Why TCP Over TCP Is A Bad Idea - 其他编程语言

标题: Why TCP Over TCP Is A Bad Idea

时间: 2016-05-23

点击: 3948

来自：http://sites.inka.de/~W1011/devel/tcp-tcp.html
即将翻译本文

Why TCP Over TCP Is A Bad Idea

A frequently occurring idea for IP tunneling applications is to run a protocol like PPP, which encapsulates IP packets in a format suited for a stream transport (like a modem line), over a TCP-based connection. This would be an easy solution for encrypting tunnels by running PPP over SSH, for which several recommendations already exist (one in the Linux HOWTO base, one on my own website, and surely several others). It would also be an easy way to compress arbitrary IP traffic, while datagram based compression has hard to overcome efficiency limits.

Unfortunately, it doesn't work well. Long delays and frequent connection aborts are to be expected. Here is why.

TCP's retransmission algorithm

TCP divides the data stream into segments which are sent as individual IP datagrams. The segments carry a sequence number which numbers the bytes in the stream, and an acknowledge number which tells the other side the last received sequence number. [RFC793]

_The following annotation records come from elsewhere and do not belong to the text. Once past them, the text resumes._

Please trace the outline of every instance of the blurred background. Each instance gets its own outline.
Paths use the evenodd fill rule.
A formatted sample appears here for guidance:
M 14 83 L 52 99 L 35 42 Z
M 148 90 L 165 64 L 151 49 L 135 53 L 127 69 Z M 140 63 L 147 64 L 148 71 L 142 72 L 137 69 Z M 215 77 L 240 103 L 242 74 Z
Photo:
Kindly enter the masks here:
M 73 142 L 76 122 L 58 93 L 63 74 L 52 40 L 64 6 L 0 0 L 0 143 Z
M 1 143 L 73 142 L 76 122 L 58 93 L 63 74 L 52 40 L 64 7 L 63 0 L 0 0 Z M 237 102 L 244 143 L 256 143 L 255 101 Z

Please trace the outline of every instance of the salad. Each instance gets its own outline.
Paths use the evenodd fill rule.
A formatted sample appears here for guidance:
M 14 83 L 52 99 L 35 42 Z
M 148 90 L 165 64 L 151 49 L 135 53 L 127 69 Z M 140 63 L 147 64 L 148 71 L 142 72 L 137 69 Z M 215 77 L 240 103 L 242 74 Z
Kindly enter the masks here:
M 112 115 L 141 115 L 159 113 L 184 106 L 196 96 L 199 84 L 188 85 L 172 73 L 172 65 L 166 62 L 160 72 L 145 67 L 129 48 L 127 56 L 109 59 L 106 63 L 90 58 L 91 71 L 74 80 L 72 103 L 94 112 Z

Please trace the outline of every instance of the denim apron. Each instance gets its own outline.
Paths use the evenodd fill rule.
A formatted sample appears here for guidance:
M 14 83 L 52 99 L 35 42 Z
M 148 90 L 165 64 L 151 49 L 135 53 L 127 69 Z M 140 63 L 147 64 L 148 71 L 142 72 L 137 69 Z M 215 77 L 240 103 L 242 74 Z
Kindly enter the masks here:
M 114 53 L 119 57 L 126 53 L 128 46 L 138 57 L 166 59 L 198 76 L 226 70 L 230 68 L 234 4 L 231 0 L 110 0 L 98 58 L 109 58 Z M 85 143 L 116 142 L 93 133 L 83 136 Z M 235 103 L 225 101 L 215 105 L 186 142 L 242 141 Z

Since IP datagrams may be lost, duplicated or reordered, the sequence numbers are used to reassemble the stream. The acknowledge number tells the sender, indirectly, if a segment was lost: when an acknowledge for a recently sent segment does not arrive in a certain amount of time, the sender assumes a lost packet and re-sends that segment.

Many other protocols using a similar approach, designed mostly for use over lines with relatively fixed bandwidth, have the "certain amount of time" fixed or configurable. In the Internet however, parameters like bandwidth, delay and loss rate are vastly different from one connection to another and even changing over time on a single connection. A fixed timeout in the seconds range would be inappropriate on a fast LAN and likewise inappropriate on a congested international link. In fact, it would increase the congestion and lead to an effect known as "meltdown".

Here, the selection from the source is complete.